How to iterate through complex JSON objects.

classic Classic list List threaded Threaded
11 messages Options
Reply | Threaded
Open this post in threaded view
|

How to iterate through complex JSON objects.

shweta
Hi All,

I have a JSON which looks as following:-

item[{
    "tags": ["Java","Hadoop","nimbus"]
    "id": "2233"
    "title": "testing with Java"
    "comments":[{"post_id":"2233","body":"try option1"} , {"post_id":"2233","body":"try option2"} , {"post_id":"2233","body":"try option3"}]},

{
    "tags": ["Java","Hadoop"]
    "id": "2232"
    "title": "testing with Java"
    "comments":[{"post_id":"2232","body":"try option1"} , {"post_id":"2232","body":"try option2"} , {"post_id":"2232","body":"try option3"},

{
    "tags": ["Java"]
    "id": "2231"
    "title": "testing with Java"
    "comments":[{"post_id":"2231","body":"try option1"} , {"post_id":"2231","body":"try option2"} , {"post_id":"2231","body":"try option3"}
]

I need to convert the JSON to CSV.

Id                     Tags                                  Title                                        Body

2233  , <java><Hadoop><Nimbus>  ,   "testing with Java"   ,  <"try option1"><"try option2"><"try option3">

2232  , <java><Hadoop>  ,   "testing with Java"   ,  <"try option1"><"try option2"><"try option3">
.
.
I used a combination of EvaluateJSONPath and Replace Text for the same.  First issue I'm facing is in parsing an array (Tags and Body). I couldn't figure out how can iterate over the array of JSON values.

For Simplicity sake I configured EvaluateJSONPath with values shown in the image:-

EvaluateJSONPath_properties

and Replace Text processor with
Regex expression as [\S\s]+ and Replacement Values as "${Body}","${Tags},"${Post_id}","${Title}".

It works for single record.

Can you please provide pointer how to iterate through value of arrays.

Thanks,
Shweta




Reply | Threaded
Open this post in threaded view
|

Re: How to iterate through complex JSON objects.

Joe Percivall
Hello Shweta,

Where did you get that JSON? I ask because it's not valid. I put it in a JSONPath evaluator[1] and cleaned it up:


{
"item":[
{
"tags": ["Java","Hadoop","nimbus"],
"id": "2233",
"title": "testing with Java",
"comments":[{"post_id":"2233","body":"try option1"} ,
{"post_id":"2233","body":"try option2"} , {"post_id":"2233","body":"tryoption3"}
]
},

{
"tags": ["Java","Hadoop"],
"id": "2232",
"title": "testing with Java",
"comments":[{"post_id":"2232","body":"try option1"} ,
{"post_id":"2232","body":"try option2"} , {"post_id":"2232","body":"tryoption3"}
]
},

{
"tags": ["Java"],
"id": "2231",
"title": "testing with Java",
"comments":[{"post_id":"2231","body":"try option1"} ,
{"post_id":"2231","body":"try option2"} , {"post_id":"2231","body":"tryoption3"}
]
}
]
}

You were missing the proper beginning and some commas.
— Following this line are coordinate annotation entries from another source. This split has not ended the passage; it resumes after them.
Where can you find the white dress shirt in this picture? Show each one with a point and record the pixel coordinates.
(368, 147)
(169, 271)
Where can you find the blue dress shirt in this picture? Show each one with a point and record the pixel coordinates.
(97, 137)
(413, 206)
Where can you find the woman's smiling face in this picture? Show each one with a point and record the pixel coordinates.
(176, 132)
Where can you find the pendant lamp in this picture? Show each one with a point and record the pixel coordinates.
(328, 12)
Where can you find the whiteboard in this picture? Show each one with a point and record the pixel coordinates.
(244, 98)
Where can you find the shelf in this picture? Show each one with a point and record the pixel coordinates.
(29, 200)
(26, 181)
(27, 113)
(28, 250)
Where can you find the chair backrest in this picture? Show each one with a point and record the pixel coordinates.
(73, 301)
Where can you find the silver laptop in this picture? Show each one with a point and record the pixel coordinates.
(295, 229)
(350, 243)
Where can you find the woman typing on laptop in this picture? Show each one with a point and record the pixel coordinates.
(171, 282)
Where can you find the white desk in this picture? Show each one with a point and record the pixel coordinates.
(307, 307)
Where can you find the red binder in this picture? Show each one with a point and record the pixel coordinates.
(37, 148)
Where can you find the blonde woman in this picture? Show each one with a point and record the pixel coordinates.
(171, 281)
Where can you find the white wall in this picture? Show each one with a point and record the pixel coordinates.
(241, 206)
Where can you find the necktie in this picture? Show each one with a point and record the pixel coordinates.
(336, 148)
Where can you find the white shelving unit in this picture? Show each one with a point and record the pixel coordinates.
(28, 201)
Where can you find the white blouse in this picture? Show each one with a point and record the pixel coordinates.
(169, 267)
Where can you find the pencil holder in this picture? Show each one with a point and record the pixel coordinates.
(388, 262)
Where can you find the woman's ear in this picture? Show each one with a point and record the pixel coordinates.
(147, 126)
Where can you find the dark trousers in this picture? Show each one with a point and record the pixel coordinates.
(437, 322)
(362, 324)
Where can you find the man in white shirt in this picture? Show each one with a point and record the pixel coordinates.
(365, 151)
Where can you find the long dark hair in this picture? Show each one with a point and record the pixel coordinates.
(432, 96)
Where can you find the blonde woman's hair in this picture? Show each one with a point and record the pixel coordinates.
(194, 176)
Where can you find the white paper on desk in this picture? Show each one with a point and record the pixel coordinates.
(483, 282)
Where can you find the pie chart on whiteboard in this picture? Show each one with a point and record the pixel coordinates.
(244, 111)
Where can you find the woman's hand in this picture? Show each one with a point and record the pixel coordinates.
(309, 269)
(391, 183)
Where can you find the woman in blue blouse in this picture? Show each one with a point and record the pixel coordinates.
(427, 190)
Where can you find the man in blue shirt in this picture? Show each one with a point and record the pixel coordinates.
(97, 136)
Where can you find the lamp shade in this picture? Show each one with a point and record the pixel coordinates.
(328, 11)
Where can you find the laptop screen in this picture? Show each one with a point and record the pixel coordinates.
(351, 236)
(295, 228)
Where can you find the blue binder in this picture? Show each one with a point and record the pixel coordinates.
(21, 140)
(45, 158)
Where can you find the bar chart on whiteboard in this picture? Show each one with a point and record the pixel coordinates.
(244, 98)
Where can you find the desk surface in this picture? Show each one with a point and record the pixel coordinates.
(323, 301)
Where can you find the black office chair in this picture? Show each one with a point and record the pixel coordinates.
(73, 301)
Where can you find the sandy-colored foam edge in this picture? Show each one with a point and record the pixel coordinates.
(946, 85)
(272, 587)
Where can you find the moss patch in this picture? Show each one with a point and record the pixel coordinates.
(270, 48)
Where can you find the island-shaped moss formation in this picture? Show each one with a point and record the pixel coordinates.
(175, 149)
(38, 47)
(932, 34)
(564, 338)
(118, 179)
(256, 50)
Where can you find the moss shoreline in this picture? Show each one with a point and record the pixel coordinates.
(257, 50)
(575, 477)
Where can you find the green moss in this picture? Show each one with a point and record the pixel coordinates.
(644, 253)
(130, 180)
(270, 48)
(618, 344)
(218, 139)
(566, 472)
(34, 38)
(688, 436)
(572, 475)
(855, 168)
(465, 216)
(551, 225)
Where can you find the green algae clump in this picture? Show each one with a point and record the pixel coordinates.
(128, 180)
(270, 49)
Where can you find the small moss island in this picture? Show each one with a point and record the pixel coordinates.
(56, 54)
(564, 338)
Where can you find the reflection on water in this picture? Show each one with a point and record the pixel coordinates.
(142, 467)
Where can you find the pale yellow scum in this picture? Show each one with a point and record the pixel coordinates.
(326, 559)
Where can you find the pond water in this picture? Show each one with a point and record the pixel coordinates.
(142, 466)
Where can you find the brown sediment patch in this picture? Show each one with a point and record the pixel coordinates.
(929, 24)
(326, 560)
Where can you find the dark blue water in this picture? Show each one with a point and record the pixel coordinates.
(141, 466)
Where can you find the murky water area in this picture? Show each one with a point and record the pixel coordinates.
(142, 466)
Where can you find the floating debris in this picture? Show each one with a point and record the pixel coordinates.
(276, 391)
As for "iterating" over them you want to use the "*" path operator like such:

$.item.*.id

This path returns the ids for each item:

'0' => "2233"
'1' => "2232"
'2' => "2231"


[1] http://jsonpath.com/
Let me know if you have any other issues,
Joe
 - - - - - -
Joseph Percivall
linkedin.com/in/Percivall
e: [hidden email]




On Monday, December 14, 2015 12:57 PM, shweta <[hidden email]> wrote:
Hi All,

I have a JSON which looks as following:-

item[{
    "tags": ["Java","Hadoop","nimbus"]
    "id": "2233"
    "title": "testing with Java"
    "comments":[{"post_id":"2233","body":"try option1"} ,
{"post_id":"2233","body":"try option2"} , {"post_id":"2233","body":"try
option3"}]},

{
    "tags": ["Java","Hadoop"]
    "id": "2232"
    "title": "testing with Java"
    "comments":[{"post_id":"2232","body":"try option1"} ,
{"post_id":"2232","body":"try option2"} , {"post_id":"2232","body":"try
option3"},

{
    "tags": ["Java"]
    "id": "2231"
    "title": "testing with Java"
    "comments":[{"post_id":"2231","body":"try option1"} ,
{"post_id":"2231","body":"try option2"} , {"post_id":"2231","body":"try
option3"}
]

I need to convert the JSON to CSV.

Id                     Tags                                  Title                                      
Body

2233  , <java><Hadoop><Nimbus>  ,   "testing with Java"   ,  <"try
option1"><"try option2"><"try option3">

2232  , <java><Hadoop>  ,   "testing with Java"   ,  <"try option1"><"try
option2"><"try option3">
.
.
I used a combination of EvaluateJSONPath and Replace Text for the same.
First issue I'm facing is in parsing an array (Tags and Body). I couldn't
figure out how can iterate over the array of JSON values.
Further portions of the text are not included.